A cliché but often-given piece of career advice can set us up to fail.
Everyone has an opinion about finding your passion. It’s either the best piece of career advice you’ve ever heard or the worst.
Bill Gates is all for it. He discovered a passion for writing software as a kid and kept at it. Seemed to work out pretty well for him.
Mark Cuban is vehemently against hanging your success on finding your passion. Just because you’re passionate about something doesn’t mean you’re good at it. He advises you find where you’re putting in the most effort, then double down on that to achieve success.
Stanford researchers recently decided to get to the bottom of the matter.

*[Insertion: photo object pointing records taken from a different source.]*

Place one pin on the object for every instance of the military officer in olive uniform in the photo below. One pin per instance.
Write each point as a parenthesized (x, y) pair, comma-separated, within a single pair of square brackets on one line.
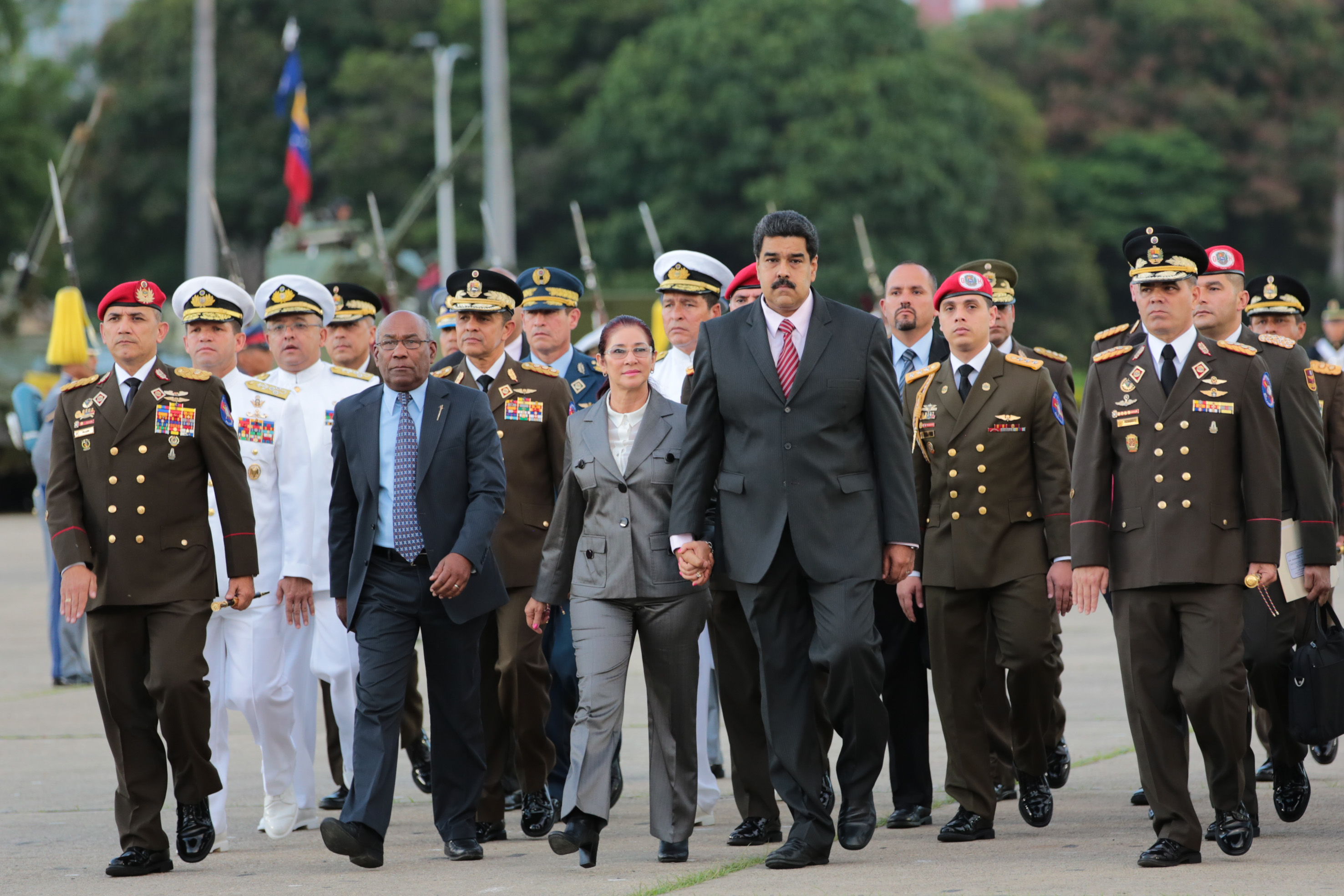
[(131, 455), (531, 405), (1177, 501), (1003, 278), (992, 481)]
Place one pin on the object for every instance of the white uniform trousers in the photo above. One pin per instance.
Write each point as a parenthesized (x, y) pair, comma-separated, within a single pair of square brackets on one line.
[(245, 652), (336, 661), (707, 788)]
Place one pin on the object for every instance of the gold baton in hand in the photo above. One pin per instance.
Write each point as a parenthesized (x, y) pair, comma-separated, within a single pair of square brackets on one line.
[(219, 605)]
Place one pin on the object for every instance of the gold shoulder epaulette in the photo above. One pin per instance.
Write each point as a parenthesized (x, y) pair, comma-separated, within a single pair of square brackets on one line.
[(1237, 347), (346, 371), (1024, 362), (88, 380), (1112, 352), (924, 371), (267, 389), (1274, 339)]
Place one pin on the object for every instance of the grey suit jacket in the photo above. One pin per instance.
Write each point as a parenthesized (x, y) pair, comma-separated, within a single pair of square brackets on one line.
[(832, 461), (609, 534), (459, 492)]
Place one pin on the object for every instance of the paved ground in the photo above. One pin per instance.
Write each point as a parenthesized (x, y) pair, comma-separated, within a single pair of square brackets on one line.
[(57, 829)]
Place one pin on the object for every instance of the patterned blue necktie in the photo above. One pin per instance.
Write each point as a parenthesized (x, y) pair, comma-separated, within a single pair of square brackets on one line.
[(406, 535)]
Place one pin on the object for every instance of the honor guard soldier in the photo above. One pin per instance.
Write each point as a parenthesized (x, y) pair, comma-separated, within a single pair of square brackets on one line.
[(531, 405), (131, 457), (691, 284), (350, 336), (992, 483), (1003, 278), (246, 651), (318, 647), (1177, 501)]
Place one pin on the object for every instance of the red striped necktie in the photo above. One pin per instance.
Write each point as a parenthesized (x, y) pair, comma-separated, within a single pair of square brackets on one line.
[(788, 362)]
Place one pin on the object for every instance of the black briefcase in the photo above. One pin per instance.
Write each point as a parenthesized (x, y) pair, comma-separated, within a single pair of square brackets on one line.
[(1316, 694)]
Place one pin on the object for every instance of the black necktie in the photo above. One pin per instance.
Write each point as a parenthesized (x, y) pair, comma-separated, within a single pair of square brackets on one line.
[(1168, 370)]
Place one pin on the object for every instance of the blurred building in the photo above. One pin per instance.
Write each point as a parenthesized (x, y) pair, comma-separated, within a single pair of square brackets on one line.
[(76, 23)]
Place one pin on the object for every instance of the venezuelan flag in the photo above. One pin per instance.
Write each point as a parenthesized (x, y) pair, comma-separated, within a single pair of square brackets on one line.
[(299, 167)]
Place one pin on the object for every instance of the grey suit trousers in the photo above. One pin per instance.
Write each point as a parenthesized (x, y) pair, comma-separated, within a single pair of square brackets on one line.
[(604, 636)]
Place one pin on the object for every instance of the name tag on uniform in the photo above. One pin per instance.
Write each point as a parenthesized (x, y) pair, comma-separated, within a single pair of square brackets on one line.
[(523, 409)]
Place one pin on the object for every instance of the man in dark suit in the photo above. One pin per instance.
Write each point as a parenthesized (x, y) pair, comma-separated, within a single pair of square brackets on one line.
[(411, 559), (795, 417)]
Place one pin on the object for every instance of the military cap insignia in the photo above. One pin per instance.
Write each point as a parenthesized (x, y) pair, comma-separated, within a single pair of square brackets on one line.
[(1120, 351), (80, 383), (1274, 339), (1238, 349), (924, 371), (346, 371), (1023, 362), (267, 389), (1054, 356)]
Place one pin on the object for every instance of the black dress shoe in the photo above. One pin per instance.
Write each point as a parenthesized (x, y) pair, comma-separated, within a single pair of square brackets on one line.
[(418, 754), (1292, 793), (910, 817), (755, 830), (195, 830), (335, 800), (581, 835), (490, 830), (1058, 765), (1167, 854), (355, 840), (967, 826), (796, 854), (1233, 830), (137, 861), (857, 824), (538, 813), (1037, 805), (466, 851)]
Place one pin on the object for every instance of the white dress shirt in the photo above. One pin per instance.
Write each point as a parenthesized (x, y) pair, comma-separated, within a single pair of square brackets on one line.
[(621, 430)]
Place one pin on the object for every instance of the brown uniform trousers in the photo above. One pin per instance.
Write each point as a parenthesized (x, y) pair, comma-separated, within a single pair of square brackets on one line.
[(1175, 506), (992, 481), (531, 405), (127, 496)]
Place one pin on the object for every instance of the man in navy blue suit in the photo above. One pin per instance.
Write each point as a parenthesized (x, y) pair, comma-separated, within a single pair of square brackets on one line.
[(417, 491)]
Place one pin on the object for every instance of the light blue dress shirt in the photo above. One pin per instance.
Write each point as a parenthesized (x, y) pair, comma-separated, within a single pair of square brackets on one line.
[(389, 418)]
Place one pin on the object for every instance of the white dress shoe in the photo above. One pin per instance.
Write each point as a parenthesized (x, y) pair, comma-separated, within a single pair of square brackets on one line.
[(280, 815)]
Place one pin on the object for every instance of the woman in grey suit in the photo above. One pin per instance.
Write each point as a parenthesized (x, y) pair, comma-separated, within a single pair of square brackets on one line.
[(608, 554)]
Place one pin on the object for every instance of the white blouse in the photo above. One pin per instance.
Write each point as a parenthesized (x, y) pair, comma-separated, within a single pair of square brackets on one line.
[(621, 430)]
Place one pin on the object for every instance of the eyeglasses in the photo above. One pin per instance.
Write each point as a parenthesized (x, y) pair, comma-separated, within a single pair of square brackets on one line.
[(298, 329), (412, 343), (619, 354)]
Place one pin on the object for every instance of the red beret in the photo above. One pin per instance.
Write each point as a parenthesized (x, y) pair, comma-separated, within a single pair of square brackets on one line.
[(135, 292), (746, 277), (1225, 260), (965, 283)]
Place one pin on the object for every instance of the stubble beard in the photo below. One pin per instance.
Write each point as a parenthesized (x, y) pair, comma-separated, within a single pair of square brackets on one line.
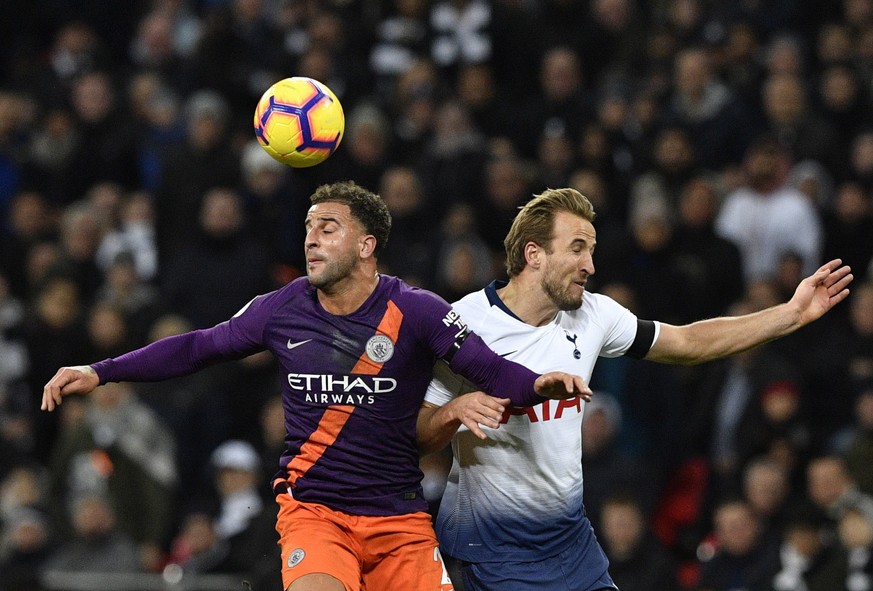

They performed a series of experiments and published their findings in Psychological Science.
Everything that’s wrong with the 3-word cliché
The Stanford psychologists found a few problems with encouraging people to find their passion.
First and foremost, it perpetuates the misconception that you can only be passionate about — and thus successful in — one thing. It narrows your focus too much. If you go all-in on a single interest, you close yourself off to exploring other interests or passions. The researchers called this a fixed mindset.
In one experiment, they recruited students who had a fixed mindset and identified as “techie” or “fuzzy.” This is apparently Stanford-speak for someone who’s passionate about STEM or the arts and humanities. The students read articles on both topics. Those who had a fixed mindset about one topic were less open to the article outside their interest area.
People with singular mindsets aren’t likely to have light bulb ideas or bright forth new innovations.
“Many advances in sciences and business happen when people bring different fields together, when people see novel connections between fields that maybe hadn’t been seen before,” said Stanford psychologist Gregory Walton, one of the study’s co-authors.
Finding your passion is problematic
To find your passion sounds like you will simply somehow stumble across it. That passion just already exists somewhere out there. You just have to find it. Then you can ride that passion to the top.
Should be easy, right? Totally wrong. Ask anyone you consider successful about their journey. They’re likely to tell you it wasn’t easy. They probably failed multiple times along the way.
This is yet another problem the find your passion advice. People assume they’ll be endlessly motivated to keep going. A passion sounds like it should be easy and fun. So when you inevitably hit a hurdle or it becomes challenging, you’re more likely to get discouraged and quit.
In another experiment, the researchers showed students a video about black holes. Most of them were intrigued. When the same students had to read a complex article on the same topic, they quickly lost interest. It was just too hard to understand.
The researchers wrote a poetic conclusion: “Urging people to find their passion may lead them to put all their eggs in one basket but then to drop that basket when it becomes difficult to carry.”
What you should do instead
The researchers propose people follow this advice instead: Develop your passion.
This approach is more realistic. Developing your passion entails working at it. It means you might suck at it at times. And it means the path might be difficult. But if you keep at it, you can achieve. “You take some time to do it, you encounter challenges, over time you build that commitment,” Walton said.
Develop your passion might one piece of advice both Bill Gates and Mark Cuban can get behind. Though Gates found his passion for software development at a young age, he certainly had to develop it to build his Microsoft empire. Mark Cuban’s path to success may have been different, but it also entailed putting in time to get really good at something.
Fulfilling work you’re passionate about is definitely achievable. Just don’t be so foolish as to think this will make every work day amazing. Even Oprah agrees. “Your job is not always going to fulfill you,” she told journalism graduates during her University of Southern California’s Annenberg School for Communication and Journalism commencement speech. “There will be some days when you just might be bored. Other days you may not feel like going to work at all. Go anyway.”